MENSCHENRECHTE Kämpfen wie eine Löwin

Die Anwältin Alice Nkom setzt sich seit zwölf Jahren für die Rechte von Schulen und Lesben ein.
Die Anwältin Alice Nkom setzt sich seit zwölf Jahren für die Rechte von Schulen und Lesben ein. © Foto: Helmut Pangerl
Ludwigsburg / RÜDIGER RÜSTER 05.06.2015
In dem afrikanischen Staat Kamerun werden Schwulen und Lesben noch verfolgt und bestraft. Die schwarze Anwältin Alice Nkom setzt sich seit zwölf Jahren für deren Rechte ein.

Alice Nkom ist eine imposante Persönlichkeit, nicht nur wegen ihres rot-gelben langen Kleides, des kunstvoll geknoteten Kopftuchs und des bunten Schmucks an Hals und Handgelenken. Wenn die 70-Jährige über eklatante Verstöße gegen die Menschenrechte in Kamerun spricht, dann blitzen ihre Augen hinter der dunkel gerahmten Brille auf. Die Menschenrechtlerin ist derzeit auf Tour in Europa. Am Dienstag berichtete sie auf Einladung des Asta der Pädagogischen Hochschule (PH) Ludwigsburg und Amnesty International in der Aula der PH über ihre Arbeit.

Ihr Engagement für sexuelle Minderheiten begann im Jahr 2003, als sie von Freunden, die in Paris lebten, Besuch bekam. "Meine homosexuellen Gäste verhielten sich wie in Frankreich und fielen dadurch in Kamerun auf", so die Menschenrechtlerin.

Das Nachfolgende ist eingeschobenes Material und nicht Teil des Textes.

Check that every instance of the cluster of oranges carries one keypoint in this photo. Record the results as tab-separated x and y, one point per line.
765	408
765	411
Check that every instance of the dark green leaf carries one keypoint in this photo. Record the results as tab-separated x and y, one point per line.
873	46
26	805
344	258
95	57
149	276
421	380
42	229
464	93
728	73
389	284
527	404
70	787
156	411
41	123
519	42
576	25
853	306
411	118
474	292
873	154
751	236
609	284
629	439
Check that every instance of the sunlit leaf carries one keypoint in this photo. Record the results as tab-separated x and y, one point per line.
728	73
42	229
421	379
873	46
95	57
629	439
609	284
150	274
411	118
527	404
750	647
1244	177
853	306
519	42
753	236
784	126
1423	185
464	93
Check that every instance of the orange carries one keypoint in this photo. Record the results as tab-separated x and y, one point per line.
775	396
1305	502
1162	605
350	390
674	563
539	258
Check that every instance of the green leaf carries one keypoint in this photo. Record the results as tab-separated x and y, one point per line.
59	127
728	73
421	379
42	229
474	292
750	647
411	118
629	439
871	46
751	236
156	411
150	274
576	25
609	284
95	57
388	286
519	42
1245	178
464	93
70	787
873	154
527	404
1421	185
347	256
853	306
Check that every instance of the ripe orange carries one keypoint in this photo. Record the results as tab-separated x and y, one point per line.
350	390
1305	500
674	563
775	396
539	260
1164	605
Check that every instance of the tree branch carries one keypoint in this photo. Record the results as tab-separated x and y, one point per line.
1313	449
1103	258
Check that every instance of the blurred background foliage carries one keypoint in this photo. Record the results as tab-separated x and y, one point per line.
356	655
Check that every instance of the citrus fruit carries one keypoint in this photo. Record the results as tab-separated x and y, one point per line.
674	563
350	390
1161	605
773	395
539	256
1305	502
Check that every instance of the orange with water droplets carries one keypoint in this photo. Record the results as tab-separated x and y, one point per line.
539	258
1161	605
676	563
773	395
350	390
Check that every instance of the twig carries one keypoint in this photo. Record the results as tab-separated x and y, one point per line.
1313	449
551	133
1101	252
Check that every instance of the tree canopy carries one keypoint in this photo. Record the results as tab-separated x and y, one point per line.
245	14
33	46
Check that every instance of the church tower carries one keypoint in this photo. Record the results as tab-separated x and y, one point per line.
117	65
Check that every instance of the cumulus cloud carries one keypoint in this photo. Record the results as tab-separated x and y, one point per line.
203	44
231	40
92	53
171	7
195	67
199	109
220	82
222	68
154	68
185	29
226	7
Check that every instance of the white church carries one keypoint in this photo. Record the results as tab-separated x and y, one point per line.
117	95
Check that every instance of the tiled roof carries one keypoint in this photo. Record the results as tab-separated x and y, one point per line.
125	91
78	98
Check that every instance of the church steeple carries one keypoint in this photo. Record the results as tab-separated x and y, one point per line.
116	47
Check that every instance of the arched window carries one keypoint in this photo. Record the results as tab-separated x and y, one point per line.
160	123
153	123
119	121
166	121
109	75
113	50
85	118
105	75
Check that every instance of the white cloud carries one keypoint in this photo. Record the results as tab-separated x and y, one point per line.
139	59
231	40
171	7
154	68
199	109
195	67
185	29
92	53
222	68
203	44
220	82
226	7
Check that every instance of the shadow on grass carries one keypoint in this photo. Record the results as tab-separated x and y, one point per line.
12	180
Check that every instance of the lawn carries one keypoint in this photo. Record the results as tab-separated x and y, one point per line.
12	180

Schnell wurde ihr "von oben" bedeutet, dass Homosexuelle nichts in Kamerun zu suchen hätten und dass Homosexualität unter Strafe - bis zu fünf Jahre Gefängnis - gestellt sei.

Dieses Schlüsselerlebnis trug dazu bei, dass Alice Nkom noch im selben Jahr die Organisation ADEFHO (Association pour la Défense des Droits des Homosexuel(le)s) gründete. Die Vereinigung hat sich zur Aufgabe gemacht, sich öffentlich für den Schutz und die Rechte von Lesben, Schwulen und Bisexuellen einzusetzen.

Seither lebt die Anwältin in einem ständigen Kampf. Gegen Behörden, Kirche und Politik. Es sei "ein Kampf David gegen Goliath", so die Mutter zweier Kinder.

Knüppel wollte man ihr schon bei der Gründung ihrer Organisation zwischen die Beine werfen. An wenigen Beispielen erläuterte die engagierte Menschenrechtlerin, wie widersprüchlich Staat und Kirche agieren. So habe der Präsident des Landes zwar öffentlich erklärt, sexuelle Orientierung sei Privatangelegenheit. Doch nach diesen Äußerungen habe eine "wahre Hexenjagd auf Homosexuelle" begonnen und die Zahl der Verhaftungen auf das Dreifache gestiegen.

Dabei habe sich Kamerun der Charta der Menschenrechte unterworfen, aber dennoch einen Artikel im Strafgesetzbuch stehen, der Homosexualität unter Strafe stelle, so die Menschenrechtlerin.

Dubios verhalte sich auch die Kirche. Konfrontiert mit den Worten von Papst Franziskus "Wer bin ich, einen Homosexuellen zu verurteilen", habe ein Kameruner Bischof gesagt: "Wir haben nichts gegen Homosexuelle, aber gegen Homosexualität."

Alice Nkom: "Der Hass auf Homosexuelle ist mit Religiosität nicht zu vereinbaren. Auch Schwule und Lesben sind Geschöpfe Gottes."

Die engagierte Kamerunerin will sich auch in Zukunft nicht beirren lassen. Bisher hat sie nach Aussagen von Amnestie International in mehr als 50 Gerichtsverfahren mitgewirkt.

Diese Arbeit setzen Alice Nkom und ihre Helfer immer wieder selbst Bedrohungen und Gefängnisstrafen aus. Einschüchtern lässt sich die engagierte Menschenrechtlerin dadurch nicht. "Kameruns Schwulen und Lesben sind meine Kinder". Bis ans Ende ihrer Tage werde sie wie eine Löwin für ihre Rechte kämpfen.